Capitán Miranda (ROU 20) is a three-masted staysail schooner of the Uruguayan Navy. Originally acquired by the Uruguayan Navy as a survey ship in 1930, the ship remained in service until 1976 in this role. Destined for the shipbreakers, the vessel was repurposed as a training ship in 1978.
Capitán Miranda was ordered in January 1930 from the Spanish Sociedad Española de Construcción Naval shipyard at Cádiz. The vessel was laid down on 3 March and launched on 27 July 1930. As a hydrographic vessel she displaced 552 tons, with an overall length of 54.85 m (180.0 ft), and a beam of 8 m (26 ft).

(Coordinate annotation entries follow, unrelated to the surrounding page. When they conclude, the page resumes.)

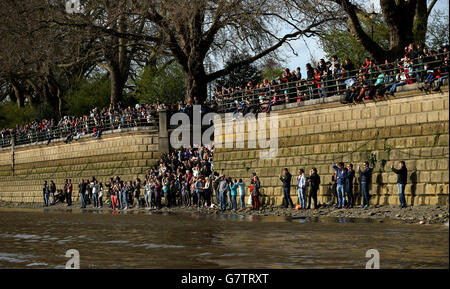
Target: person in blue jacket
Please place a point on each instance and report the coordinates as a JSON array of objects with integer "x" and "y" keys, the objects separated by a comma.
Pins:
[
  {"x": 341, "y": 182},
  {"x": 365, "y": 174}
]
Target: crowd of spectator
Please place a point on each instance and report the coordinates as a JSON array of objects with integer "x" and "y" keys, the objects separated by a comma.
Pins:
[
  {"x": 328, "y": 78},
  {"x": 182, "y": 178},
  {"x": 371, "y": 80},
  {"x": 72, "y": 128}
]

Capable of 12.5 knots (23.2 km/h; 14.4 mph), the ship was armed with a 37 mm cannon and a machine gun, and had a complement of 52. She was named after Captain Francisco Prudencio Miranda (1868–1925), Uruguayan naval officer and marine geographer.

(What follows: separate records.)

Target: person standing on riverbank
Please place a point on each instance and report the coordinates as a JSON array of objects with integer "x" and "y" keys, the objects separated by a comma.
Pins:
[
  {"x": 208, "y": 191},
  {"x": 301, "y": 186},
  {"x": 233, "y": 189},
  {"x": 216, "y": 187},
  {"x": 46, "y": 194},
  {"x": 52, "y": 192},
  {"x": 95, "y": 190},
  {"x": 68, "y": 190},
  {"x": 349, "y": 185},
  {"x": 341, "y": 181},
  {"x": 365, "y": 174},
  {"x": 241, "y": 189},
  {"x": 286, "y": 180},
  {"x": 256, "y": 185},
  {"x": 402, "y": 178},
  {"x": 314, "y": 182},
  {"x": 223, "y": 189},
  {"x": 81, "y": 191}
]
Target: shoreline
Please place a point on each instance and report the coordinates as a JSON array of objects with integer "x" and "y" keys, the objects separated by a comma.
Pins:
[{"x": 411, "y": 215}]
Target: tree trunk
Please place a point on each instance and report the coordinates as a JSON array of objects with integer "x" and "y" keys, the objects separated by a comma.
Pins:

Sea trials were completed on 19 November 1930, and on 21 November Capitán Miranda was delivered to the Uruguayan Navy. She served as a survey ship, charting the coasts and waters of Uruguay until 1976. She was then due to be scrapped, but instead was converted into a three-masted schooner. The conversion was completed by 20 October 1978, when she began in her new role as a training ship. Capitan Miranda has since participated in numerous international tall ship regattas.